Carmichael and Jimmy Rogers returned to Lowndes County at a turning point. Like Diane Nash in the Freedom Rides, Bob Moses in Mississippi, and King in Selma, they called on movement witnesses to rally at the site of the most crushing persecution. “We want to show the people that we are not afraid of Lowndes County,” Carmichael announced, “and that they can't run us out.” Unlike Moses in 1964, however, they did not recruit legions of white volunteers. Moses, responding to virtually unnoticed repression of movement Negroes, had anguished over a Machiavellian calculation that the likely sacrifice of high-profile white students might provoke the federal government at last to intervene. Now, by contrast, whites were sacrificed already and hopes for national politics were jaded, while white volunteers still posed twin burdens as cultural novices and visible targets for violence.
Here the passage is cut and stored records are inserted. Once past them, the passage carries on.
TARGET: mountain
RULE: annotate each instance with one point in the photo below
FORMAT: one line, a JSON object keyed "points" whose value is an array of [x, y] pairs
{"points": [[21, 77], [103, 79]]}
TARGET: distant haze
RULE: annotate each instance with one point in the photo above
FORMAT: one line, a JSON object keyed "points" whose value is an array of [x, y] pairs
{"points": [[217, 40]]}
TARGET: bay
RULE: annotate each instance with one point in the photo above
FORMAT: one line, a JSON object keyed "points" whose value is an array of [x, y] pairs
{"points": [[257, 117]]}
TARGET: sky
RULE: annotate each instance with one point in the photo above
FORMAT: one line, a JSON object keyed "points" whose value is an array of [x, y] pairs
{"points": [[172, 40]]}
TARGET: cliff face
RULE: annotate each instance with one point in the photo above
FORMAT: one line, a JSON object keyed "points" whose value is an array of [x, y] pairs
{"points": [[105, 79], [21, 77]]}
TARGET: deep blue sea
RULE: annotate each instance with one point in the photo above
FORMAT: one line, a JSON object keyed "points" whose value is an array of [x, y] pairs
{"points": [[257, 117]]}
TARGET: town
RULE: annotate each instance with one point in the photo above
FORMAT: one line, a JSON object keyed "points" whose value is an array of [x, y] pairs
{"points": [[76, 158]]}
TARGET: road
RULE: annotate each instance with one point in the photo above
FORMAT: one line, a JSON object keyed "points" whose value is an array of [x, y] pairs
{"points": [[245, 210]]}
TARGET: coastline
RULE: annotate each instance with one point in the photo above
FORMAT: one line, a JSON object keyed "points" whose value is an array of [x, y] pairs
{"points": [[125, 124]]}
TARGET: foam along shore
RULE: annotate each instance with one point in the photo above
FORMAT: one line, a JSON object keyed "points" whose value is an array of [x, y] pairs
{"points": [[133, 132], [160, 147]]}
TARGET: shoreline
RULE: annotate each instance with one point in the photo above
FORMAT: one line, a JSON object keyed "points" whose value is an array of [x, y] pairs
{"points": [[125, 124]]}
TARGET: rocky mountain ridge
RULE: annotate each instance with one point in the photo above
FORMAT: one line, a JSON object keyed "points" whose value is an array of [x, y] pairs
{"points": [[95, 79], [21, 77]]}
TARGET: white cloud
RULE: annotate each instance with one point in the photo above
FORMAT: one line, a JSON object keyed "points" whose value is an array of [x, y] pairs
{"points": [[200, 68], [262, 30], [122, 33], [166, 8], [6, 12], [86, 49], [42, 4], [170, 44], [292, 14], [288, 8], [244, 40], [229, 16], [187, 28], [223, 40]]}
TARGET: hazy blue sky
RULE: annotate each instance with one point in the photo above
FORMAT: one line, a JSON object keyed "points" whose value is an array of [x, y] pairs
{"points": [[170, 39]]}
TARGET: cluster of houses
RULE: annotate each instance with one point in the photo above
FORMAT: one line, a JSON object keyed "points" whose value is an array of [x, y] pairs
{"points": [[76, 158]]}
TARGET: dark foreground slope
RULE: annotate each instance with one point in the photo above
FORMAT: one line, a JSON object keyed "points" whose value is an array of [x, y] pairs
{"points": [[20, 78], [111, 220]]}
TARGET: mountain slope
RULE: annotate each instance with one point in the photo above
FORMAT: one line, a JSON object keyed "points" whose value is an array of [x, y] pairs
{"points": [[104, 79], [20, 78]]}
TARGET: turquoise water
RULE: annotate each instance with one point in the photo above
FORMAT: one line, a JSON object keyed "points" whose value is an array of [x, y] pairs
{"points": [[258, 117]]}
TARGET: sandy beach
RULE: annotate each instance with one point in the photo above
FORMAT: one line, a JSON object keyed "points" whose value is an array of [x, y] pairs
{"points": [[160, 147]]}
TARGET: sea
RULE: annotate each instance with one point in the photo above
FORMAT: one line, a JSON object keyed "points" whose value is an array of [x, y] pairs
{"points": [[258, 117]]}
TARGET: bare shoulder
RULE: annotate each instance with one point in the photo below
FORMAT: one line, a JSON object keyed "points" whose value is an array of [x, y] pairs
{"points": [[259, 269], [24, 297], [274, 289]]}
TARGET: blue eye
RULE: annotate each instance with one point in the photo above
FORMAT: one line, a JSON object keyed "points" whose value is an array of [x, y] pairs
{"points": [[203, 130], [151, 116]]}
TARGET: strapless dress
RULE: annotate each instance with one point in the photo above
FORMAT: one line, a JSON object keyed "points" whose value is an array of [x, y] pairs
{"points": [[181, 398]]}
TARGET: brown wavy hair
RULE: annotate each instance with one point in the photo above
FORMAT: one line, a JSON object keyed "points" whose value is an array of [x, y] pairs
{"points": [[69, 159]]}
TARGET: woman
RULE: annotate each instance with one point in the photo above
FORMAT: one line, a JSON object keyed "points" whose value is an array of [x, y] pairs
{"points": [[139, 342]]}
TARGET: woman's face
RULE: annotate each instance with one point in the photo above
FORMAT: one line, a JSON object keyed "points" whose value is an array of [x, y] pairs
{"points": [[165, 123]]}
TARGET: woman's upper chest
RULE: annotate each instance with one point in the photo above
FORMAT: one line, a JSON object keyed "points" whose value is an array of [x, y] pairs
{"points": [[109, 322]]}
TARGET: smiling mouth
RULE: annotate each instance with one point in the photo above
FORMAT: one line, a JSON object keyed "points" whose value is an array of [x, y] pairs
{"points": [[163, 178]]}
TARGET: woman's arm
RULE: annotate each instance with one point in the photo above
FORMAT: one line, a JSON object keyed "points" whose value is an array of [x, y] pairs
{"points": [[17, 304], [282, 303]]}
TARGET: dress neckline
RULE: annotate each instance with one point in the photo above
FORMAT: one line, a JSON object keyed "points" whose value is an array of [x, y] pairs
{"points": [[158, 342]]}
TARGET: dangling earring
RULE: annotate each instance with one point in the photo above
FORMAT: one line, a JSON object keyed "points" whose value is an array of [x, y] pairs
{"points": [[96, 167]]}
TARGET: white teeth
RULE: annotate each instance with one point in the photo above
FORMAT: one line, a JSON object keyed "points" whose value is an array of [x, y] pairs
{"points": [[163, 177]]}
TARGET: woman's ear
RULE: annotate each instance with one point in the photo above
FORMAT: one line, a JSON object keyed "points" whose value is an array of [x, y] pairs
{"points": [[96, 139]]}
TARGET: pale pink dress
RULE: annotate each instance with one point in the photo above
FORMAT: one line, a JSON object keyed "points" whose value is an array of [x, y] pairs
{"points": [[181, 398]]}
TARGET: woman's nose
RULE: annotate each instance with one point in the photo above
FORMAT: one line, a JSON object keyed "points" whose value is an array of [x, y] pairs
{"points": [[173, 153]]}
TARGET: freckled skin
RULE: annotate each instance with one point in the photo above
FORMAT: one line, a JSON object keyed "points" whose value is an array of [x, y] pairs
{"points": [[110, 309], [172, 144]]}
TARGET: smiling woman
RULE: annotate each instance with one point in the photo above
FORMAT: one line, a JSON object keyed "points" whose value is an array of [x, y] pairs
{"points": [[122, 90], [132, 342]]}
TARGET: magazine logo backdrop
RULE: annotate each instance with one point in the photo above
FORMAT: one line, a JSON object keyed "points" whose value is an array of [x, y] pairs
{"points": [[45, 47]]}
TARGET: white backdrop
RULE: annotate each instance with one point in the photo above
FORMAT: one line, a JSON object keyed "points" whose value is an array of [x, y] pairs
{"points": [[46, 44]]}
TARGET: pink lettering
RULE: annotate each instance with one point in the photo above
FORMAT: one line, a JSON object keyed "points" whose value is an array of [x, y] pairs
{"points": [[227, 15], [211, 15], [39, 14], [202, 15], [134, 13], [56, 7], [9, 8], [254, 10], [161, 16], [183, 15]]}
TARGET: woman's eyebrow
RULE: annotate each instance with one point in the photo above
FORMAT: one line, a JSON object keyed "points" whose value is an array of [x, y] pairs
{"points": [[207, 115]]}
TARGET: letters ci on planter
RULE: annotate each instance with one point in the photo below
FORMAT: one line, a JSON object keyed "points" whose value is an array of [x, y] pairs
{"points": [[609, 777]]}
Daniels and Morrisroe had set examples of solidarity to the last extreme, refusing bail, and yet the wider public reaction gravitated to their abstract purity rather than the urgent plight of black Alabama. For Carmichael, as for Moses, leadership in cross-racial politics proved almost unbearable close to death. He seldom spoke of Daniels in public, and protectively came to remember that he had opposed whites in Lowndes as being too dangerous for them. “We ain't going to resurrect Jon. We're going to resurrect ourselves,” he told a mass meeting. “We're going to tear this county up. We're going to build it back until it's a fit place for human beings.”
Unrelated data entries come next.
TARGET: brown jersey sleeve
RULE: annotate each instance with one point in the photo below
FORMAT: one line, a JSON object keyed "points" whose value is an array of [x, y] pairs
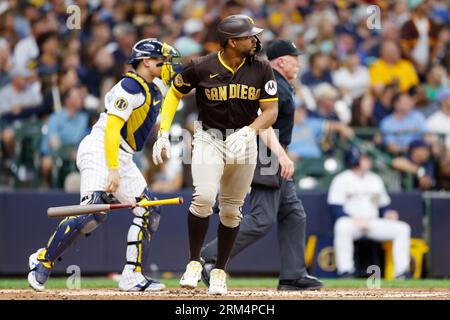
{"points": [[268, 84], [186, 80]]}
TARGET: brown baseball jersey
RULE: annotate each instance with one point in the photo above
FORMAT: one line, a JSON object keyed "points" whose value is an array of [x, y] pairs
{"points": [[227, 98]]}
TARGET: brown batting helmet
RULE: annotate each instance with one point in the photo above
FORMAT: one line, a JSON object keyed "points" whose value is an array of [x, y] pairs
{"points": [[236, 26]]}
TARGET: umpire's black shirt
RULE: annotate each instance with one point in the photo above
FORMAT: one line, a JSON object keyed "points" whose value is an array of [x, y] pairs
{"points": [[286, 109]]}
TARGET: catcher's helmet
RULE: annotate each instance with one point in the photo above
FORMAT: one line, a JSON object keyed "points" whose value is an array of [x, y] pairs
{"points": [[353, 156], [153, 48], [238, 25]]}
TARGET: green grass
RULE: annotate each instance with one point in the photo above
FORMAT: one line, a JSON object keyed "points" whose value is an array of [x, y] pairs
{"points": [[91, 283]]}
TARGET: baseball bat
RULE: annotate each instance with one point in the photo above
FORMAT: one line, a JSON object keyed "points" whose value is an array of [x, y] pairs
{"points": [[78, 210]]}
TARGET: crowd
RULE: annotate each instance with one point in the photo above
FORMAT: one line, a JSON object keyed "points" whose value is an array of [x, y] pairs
{"points": [[391, 77]]}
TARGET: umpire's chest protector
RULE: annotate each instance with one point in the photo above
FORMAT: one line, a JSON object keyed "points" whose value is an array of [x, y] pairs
{"points": [[143, 117]]}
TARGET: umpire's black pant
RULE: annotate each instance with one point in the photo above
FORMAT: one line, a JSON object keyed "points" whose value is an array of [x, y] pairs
{"points": [[269, 205]]}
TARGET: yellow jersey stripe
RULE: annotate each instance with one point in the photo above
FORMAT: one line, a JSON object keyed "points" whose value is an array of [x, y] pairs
{"points": [[139, 114]]}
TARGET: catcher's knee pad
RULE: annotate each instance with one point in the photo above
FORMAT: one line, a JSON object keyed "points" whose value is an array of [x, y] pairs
{"points": [[203, 201], [71, 228], [90, 222], [144, 225], [149, 217], [230, 216]]}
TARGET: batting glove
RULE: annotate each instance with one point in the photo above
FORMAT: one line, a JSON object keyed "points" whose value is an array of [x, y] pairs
{"points": [[237, 142], [161, 144]]}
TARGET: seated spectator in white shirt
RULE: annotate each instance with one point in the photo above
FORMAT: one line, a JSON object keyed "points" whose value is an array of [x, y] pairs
{"points": [[65, 128], [352, 79], [14, 98], [439, 122]]}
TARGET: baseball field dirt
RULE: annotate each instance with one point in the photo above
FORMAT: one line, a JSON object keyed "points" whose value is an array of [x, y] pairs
{"points": [[104, 288], [234, 294]]}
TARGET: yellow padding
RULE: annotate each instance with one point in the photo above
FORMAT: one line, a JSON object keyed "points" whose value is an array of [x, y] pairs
{"points": [[418, 248]]}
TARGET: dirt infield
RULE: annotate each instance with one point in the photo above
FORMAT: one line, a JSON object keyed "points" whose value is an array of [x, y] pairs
{"points": [[238, 294]]}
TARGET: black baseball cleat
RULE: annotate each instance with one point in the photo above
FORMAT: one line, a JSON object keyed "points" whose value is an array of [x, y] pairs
{"points": [[207, 267], [304, 283]]}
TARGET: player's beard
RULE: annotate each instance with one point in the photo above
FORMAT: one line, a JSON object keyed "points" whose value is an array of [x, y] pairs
{"points": [[250, 53]]}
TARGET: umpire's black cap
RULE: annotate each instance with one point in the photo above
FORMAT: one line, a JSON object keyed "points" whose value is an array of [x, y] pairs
{"points": [[280, 47], [236, 26]]}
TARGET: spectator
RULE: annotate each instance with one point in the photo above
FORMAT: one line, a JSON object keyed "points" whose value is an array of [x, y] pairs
{"points": [[362, 111], [418, 161], [439, 122], [65, 128], [419, 36], [391, 68], [421, 102], [48, 60], [27, 51], [15, 98], [325, 96], [434, 83], [7, 28], [5, 62], [383, 103], [359, 204], [319, 71], [125, 35], [310, 132], [403, 126], [352, 79]]}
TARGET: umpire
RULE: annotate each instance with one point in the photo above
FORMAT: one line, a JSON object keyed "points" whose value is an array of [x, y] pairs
{"points": [[273, 198]]}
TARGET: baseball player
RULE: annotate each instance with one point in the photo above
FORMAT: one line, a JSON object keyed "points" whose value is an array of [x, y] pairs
{"points": [[105, 161], [360, 204], [274, 198], [231, 86]]}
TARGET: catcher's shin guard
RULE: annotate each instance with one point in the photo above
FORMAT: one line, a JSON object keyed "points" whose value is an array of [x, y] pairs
{"points": [[72, 228], [144, 225]]}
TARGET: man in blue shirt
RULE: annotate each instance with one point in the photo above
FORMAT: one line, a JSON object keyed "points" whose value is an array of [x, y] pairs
{"points": [[65, 128], [402, 126]]}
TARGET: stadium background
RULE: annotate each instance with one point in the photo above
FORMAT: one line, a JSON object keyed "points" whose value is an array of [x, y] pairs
{"points": [[36, 172]]}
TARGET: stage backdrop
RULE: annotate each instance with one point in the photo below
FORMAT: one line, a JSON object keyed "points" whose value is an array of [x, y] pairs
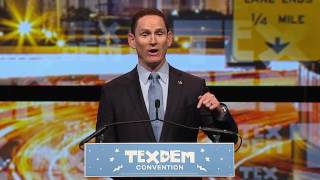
{"points": [[228, 43]]}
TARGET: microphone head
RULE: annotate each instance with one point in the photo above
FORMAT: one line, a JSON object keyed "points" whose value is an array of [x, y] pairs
{"points": [[157, 103]]}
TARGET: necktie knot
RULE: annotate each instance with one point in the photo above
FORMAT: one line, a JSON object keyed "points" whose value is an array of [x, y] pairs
{"points": [[154, 94], [154, 76]]}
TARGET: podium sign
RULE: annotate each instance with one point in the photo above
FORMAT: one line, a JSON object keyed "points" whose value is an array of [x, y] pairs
{"points": [[159, 160]]}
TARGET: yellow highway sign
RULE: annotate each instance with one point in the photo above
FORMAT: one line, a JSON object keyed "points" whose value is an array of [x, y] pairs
{"points": [[287, 30]]}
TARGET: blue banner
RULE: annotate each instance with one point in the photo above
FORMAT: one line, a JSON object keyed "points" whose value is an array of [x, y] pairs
{"points": [[159, 160]]}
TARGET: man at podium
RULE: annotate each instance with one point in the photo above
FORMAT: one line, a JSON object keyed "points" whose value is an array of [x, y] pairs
{"points": [[156, 90]]}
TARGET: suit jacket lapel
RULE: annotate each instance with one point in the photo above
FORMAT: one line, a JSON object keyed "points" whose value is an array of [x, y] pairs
{"points": [[174, 94], [135, 93]]}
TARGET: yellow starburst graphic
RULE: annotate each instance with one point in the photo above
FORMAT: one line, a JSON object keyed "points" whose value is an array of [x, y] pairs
{"points": [[24, 23]]}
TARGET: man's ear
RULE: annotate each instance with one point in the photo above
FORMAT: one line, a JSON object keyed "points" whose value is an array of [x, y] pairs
{"points": [[131, 40], [169, 38]]}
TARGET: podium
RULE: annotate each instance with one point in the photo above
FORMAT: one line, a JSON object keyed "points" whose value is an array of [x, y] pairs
{"points": [[159, 160]]}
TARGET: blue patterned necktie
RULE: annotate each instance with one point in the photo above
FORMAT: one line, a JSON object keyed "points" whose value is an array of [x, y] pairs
{"points": [[154, 93]]}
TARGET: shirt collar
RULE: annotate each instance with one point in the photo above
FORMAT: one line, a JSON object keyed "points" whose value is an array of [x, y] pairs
{"points": [[163, 73]]}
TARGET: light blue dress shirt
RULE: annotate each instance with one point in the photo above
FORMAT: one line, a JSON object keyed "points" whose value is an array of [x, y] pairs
{"points": [[145, 83]]}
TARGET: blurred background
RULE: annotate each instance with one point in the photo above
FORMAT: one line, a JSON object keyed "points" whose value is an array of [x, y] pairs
{"points": [[231, 44]]}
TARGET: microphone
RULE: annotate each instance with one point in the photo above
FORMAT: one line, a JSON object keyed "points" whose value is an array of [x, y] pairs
{"points": [[157, 105]]}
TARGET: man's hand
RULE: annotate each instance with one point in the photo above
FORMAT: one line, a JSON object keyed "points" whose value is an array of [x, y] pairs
{"points": [[208, 100]]}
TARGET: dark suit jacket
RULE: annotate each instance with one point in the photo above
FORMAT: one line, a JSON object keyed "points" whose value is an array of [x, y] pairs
{"points": [[122, 100]]}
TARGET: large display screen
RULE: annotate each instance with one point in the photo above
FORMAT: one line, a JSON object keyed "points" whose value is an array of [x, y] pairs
{"points": [[39, 140], [84, 42]]}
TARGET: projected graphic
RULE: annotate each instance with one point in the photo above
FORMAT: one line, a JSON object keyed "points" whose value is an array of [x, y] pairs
{"points": [[40, 140], [84, 42]]}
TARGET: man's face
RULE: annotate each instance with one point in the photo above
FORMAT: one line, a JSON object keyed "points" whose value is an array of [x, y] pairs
{"points": [[151, 41]]}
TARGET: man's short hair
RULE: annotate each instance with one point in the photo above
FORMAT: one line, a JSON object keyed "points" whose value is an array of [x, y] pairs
{"points": [[145, 12]]}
Carmichael asked SNCC's research director to search Alabama law for footholds that might allow the Lowndes County movement to stand on its own. At thirty-nine, Jack Minnis had come late to civil rights from a rawboned first career as a Louisiana insurance claims adjuster. In 1959, when Tulane University had expelled a fellow graduate student for bringing a Negro into the student lounge, he informed awkward protesters that university officials, while impervious to academic petition, might be sensitive about their application for a large Ford Foundation grant. By 1964, his specialized skill in finding hidden pressure points to attack segregation helped Minnis persuade James Forman to create a fledgling SNCC research department in an abandoned Atlanta cotton warehouse, stocked with Moody's corporate manuals, a
Who's Who,
and used sets of statute books for Southern states. In his 1965 weekly newsletter,
Life with Lyndon in the Great Society,
Minnis chronicled acid disillusionment with liberal democracy. “That Great Medicare Bill that Lyndon flew all the way to Missouri to sign is like a full garbage pail in the sun,” he wrote. “Nice and shiny on the outside, but teeming with maggots within.” He traced cross-management between companies that received contracts for Vietnam as well as the War on Poverty, and lampooned King, the “Great Philosopher of Non-violence, with his chum Bayard Rustin,” for his Watts trip “to do some hand-wringing and soul-searching and whatever else ‘leaders' do in such situations.”
Life with Lyndon
combed the anemic record of job and school desegregation to prove “just how phony the Civil Rights Act of 1964 is,” and ridiculed the Voting Rights Act as another Johnsonian fraud. “And another thing,” hedged Minnis, to hint at wounds beneath a cynical veneer. “When we think of all the murders and bombings and beatings and hunger and deprivation during the past five years, we don't give Lyndon any credit at all. It was the Negroes of the South who passed that bill.” He scoffed at Johnson's ballyhooed promise
*
that Negro votes would become real in transforming numbers (“You can believe that if you want to. And you can believe that Lyndon believes it if you want to”), and wondered where a movement burned by misplaced faith “will then turn.”